Aku kembali pulang malam kali ini. Sehabis mengerjakan projek kerja, tertawa-tawa riang, kupaksakan diri menjawab “yuk” ketika diajak lanjut ke pemberhentian berikutnya untuk isi perut sambil gosip-gosip cantik. Itu hanya formalitas, sejujurnya aku sudah malas dan kehabisan napas. Tapi, bisa apa aku ketika nyaris semua mengatakan hal yang sama? Itung-itung, sekaligus melepas penat, batinku memberi semangat. Barangkali setelah itu aku akan kelelahan dan segera tidur ketika tiba di kamar. Tapi, memang dasarnya manusia cuma bisa berencana. Lagi-lagi, aku terpedaya.

Ragaku hanya bisa bertahan hingga setengah sebelas. Setelah itu, aku pamit dengan sisa senyum yang mungkin sudah terlihat tak ikhlas. Setidaknya sampai situ aku masih waras. Tapi tidak ketika aku menyetir pulang, melintas di atas jalan yang lengang sambil menatap rembulan yang terang di langit gelap. Mataku melihat ke depan.

Sial.
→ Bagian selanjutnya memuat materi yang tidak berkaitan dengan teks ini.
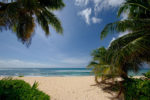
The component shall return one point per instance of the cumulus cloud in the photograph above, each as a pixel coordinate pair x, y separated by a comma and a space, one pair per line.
120, 35
14, 63
111, 41
100, 5
96, 20
86, 14
81, 2
123, 33
55, 63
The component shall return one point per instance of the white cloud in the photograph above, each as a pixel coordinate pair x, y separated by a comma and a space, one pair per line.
53, 63
111, 41
99, 5
124, 15
81, 2
120, 35
86, 14
123, 33
96, 20
106, 4
14, 63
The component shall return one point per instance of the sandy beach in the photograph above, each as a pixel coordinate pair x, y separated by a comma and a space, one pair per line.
69, 88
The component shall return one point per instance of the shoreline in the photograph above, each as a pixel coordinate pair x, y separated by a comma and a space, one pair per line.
68, 88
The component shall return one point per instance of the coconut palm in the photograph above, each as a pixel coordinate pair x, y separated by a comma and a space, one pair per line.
21, 17
130, 51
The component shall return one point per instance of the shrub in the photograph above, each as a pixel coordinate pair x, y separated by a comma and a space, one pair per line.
137, 89
13, 89
147, 75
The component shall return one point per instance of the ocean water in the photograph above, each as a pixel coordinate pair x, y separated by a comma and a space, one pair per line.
54, 72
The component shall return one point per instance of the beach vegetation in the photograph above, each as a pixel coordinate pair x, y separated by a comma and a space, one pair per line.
128, 52
147, 75
14, 89
136, 89
21, 17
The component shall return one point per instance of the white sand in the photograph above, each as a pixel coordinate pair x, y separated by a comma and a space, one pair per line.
69, 88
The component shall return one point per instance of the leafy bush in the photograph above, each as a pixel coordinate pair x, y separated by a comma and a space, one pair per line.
20, 90
147, 75
137, 89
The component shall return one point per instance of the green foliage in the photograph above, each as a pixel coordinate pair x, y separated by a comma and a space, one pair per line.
137, 89
147, 75
20, 76
20, 90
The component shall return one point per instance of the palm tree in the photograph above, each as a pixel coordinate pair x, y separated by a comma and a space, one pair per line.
130, 51
101, 68
21, 16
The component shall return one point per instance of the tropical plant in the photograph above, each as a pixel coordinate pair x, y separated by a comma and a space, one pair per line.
21, 17
130, 51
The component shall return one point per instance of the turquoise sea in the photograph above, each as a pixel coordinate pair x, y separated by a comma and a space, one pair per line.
54, 72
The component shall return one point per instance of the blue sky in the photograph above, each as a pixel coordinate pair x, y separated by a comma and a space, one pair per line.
82, 21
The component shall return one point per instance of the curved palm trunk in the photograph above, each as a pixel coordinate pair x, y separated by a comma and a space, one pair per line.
96, 80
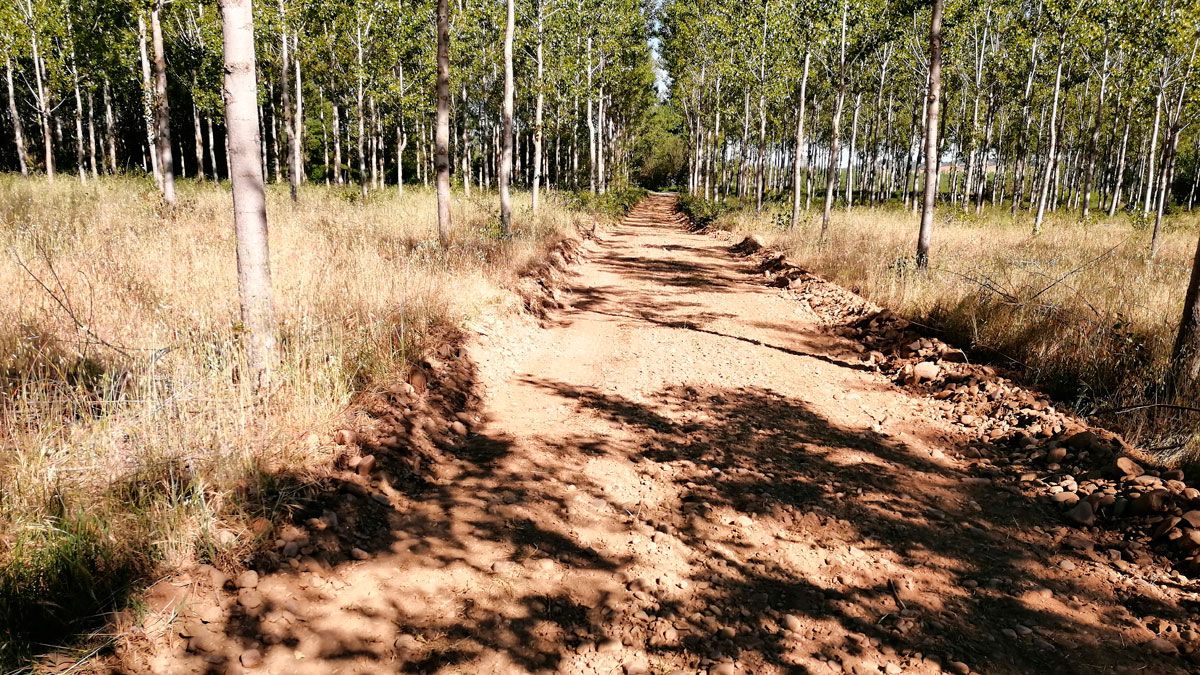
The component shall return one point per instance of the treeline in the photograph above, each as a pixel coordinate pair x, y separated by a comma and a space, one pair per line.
346, 89
1033, 106
1047, 105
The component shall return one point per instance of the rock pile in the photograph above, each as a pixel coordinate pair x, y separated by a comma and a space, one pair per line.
1014, 434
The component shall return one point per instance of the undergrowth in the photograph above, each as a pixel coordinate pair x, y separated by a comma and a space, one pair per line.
1079, 311
129, 442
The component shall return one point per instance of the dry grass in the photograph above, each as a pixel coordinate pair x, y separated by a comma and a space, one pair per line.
124, 430
1079, 310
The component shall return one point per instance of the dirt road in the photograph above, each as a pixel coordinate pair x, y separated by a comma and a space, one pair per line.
685, 472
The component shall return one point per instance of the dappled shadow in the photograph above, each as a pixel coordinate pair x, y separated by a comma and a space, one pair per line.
941, 566
670, 526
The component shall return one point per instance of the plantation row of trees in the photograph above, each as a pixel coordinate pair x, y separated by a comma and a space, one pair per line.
1047, 105
1032, 105
345, 89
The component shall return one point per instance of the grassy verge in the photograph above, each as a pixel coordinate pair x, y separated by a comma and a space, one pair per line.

Ini jalan yang sama.

Ini adalah jalan yang sama, dengan waktu yang nyaris persis sama hingga membuatku seolah terlempar kembali ke hari dimana semua menjadi jelas.

Hari ketika aku tahu bahwa semua ini tak akan berbalas.

Kembali tiba di tikungan, kini aku mengambil kiri. Suaramu terdengar diselipi tawa yang menggelitik, merengsek masuk ke dalam kepala dengan baik. Padahal, kejadian itu hanya sepersekian detik. Padahal, kita tak pernah melewati jalan itu dua kali.

Tapi, mengapa semua terasa begitu nyata seolah ia akan abadi?